RESUMO:Apesar da sistemática constitucional advinda em 1988, na qual é vedada a pena de trabalhos forçados, o sistema de execução penal vigente no ordenamento jurídico brasileiro prevê a obrigatoriedade do trabalho do apenado à pena privativa de liberdade em caráter definitivo como forma de ressocialização da pessoa e para evitar o ócio carcerário, dentre outros fins. O regulamento que prevê a obrigatoriedade do trabalho prisional é a Lei de Execução Penal (LEP), publicada em 1984, legislação anterior à atual Constituição. Dessa forma, surge a celeuma a respeito da possível não receptividade da obrigatoriedade do trabalho prisional em razão da proibição da pena de trabalhos forçados surgida no art. 5°, inciso XLVII, alínea "c" em 1988. Em que pese tal polêmica, seguindo o método dedutivo, o entendimento majoritário é da manutenção da obrigatoriedade do trabalho prisional, visto que não poderá ser considerado como sinônimo de trabalho forçado. Além disso, com a obrigatoriedade do trabalho prisional, surge a impossibilidade do enquadramento do preso no regime trabalhista celetista, visto que o direito do trabalho preza os cuidados ao trabalho livre, aquele no qual há a concordância em trabalhar.

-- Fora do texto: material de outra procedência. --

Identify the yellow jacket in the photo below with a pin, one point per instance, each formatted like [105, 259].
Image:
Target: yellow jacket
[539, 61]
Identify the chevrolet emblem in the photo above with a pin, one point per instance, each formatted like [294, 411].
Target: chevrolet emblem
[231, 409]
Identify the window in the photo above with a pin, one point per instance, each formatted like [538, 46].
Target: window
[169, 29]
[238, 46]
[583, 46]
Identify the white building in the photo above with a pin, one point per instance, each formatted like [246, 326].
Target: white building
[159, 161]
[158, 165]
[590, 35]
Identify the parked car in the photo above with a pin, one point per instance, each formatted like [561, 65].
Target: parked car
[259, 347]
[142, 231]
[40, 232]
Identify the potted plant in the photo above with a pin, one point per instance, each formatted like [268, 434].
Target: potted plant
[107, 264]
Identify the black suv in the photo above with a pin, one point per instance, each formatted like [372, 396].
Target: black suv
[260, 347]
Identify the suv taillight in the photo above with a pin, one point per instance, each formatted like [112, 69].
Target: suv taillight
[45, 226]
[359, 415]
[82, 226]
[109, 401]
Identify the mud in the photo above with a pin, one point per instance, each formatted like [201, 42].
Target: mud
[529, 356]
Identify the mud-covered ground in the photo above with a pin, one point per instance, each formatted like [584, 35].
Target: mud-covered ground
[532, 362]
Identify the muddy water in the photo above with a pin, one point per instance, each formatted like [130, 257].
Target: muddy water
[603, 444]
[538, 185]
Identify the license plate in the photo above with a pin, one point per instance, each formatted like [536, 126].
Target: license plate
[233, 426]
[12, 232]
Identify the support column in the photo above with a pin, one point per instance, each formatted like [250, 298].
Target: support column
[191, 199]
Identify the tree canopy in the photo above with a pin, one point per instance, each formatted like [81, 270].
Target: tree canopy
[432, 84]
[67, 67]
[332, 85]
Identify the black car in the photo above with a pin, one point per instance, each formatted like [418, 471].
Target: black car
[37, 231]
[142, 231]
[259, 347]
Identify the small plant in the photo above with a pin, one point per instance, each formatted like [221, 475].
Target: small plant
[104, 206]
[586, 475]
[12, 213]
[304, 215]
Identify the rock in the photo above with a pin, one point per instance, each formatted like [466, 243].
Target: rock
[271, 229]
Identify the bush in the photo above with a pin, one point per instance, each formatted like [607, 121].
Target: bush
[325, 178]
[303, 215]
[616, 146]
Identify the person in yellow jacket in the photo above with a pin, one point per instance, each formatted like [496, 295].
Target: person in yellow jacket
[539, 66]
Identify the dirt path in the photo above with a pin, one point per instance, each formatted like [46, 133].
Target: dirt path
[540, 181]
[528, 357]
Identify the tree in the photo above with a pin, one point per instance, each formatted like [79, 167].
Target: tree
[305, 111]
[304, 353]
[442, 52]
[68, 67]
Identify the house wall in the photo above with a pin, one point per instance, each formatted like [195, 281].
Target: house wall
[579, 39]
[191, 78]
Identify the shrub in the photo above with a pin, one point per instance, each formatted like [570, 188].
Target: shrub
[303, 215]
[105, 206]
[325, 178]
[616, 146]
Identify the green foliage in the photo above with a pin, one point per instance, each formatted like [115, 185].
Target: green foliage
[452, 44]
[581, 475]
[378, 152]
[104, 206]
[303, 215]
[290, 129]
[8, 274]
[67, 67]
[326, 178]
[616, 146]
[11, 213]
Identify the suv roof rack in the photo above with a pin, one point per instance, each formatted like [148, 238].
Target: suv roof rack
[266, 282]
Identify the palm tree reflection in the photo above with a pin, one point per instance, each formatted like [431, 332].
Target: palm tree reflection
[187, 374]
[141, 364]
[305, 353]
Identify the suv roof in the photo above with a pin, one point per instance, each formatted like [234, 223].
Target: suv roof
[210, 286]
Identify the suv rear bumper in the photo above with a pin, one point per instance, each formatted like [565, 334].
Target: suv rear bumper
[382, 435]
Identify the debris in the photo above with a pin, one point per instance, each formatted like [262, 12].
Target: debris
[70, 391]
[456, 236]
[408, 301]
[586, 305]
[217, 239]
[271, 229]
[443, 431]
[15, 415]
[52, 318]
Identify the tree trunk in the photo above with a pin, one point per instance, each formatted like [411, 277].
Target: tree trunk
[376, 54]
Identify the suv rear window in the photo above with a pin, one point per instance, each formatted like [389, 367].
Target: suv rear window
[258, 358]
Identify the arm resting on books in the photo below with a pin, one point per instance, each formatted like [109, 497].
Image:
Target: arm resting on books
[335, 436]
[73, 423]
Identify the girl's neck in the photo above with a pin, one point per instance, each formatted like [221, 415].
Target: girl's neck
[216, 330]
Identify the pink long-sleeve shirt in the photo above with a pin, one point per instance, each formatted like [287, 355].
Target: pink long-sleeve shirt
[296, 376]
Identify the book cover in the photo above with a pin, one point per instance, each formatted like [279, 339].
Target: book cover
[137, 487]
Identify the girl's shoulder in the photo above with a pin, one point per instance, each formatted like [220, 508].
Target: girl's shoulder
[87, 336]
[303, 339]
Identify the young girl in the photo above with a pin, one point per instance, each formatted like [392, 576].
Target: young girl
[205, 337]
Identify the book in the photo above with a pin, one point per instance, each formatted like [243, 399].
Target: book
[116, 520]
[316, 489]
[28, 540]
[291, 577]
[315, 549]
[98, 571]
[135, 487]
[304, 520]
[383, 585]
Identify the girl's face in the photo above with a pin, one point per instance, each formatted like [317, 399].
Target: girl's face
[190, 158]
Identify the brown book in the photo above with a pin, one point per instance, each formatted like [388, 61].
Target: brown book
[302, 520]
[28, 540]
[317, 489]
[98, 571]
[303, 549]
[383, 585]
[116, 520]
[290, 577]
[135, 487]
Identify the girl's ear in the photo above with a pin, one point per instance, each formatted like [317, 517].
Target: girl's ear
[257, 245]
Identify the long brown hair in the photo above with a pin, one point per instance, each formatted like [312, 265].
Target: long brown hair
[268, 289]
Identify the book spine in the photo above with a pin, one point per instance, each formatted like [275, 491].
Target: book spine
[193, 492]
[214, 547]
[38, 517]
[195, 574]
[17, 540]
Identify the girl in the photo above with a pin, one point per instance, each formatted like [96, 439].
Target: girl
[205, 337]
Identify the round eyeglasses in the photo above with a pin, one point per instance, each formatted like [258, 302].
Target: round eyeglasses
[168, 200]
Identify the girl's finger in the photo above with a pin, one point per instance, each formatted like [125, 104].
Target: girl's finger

Palavras-chave: Trabalho prisional; Trabalho obrigatório; Trabalho forçado; Direito do Trabalho; Ressocialização.
INTRODUÇÃO
Esta pesquisa tem como tema o trabalho carcerário, mais especificamente a obrigatoriedade imposta pela Lei de Execução Penal, e a consequente situação da marginalização celetista imposta ao apenado, assim, ao preso não é conferido o status da relação de emprego.
A prática do trabalho, em princípio, é apontada como o principal meio cabível para a ressocialização dos apenados, ocupando a mente dos indivíduos para a disciplina nas penitenciárias, profissionalizando os trabalhadores para a futura recolocação à vida em sociedade. Atualmente, a Lei n. 7.210 de 1984, também chamada Lei de Execuções Penais (LEP), em seu artigo 31, prevê a não incidência celetista, ou seja, o preso não possui um regime jurídico disciplinando o seu labor. O apenado apenas possui poucos direitos laborais previstos na LEP.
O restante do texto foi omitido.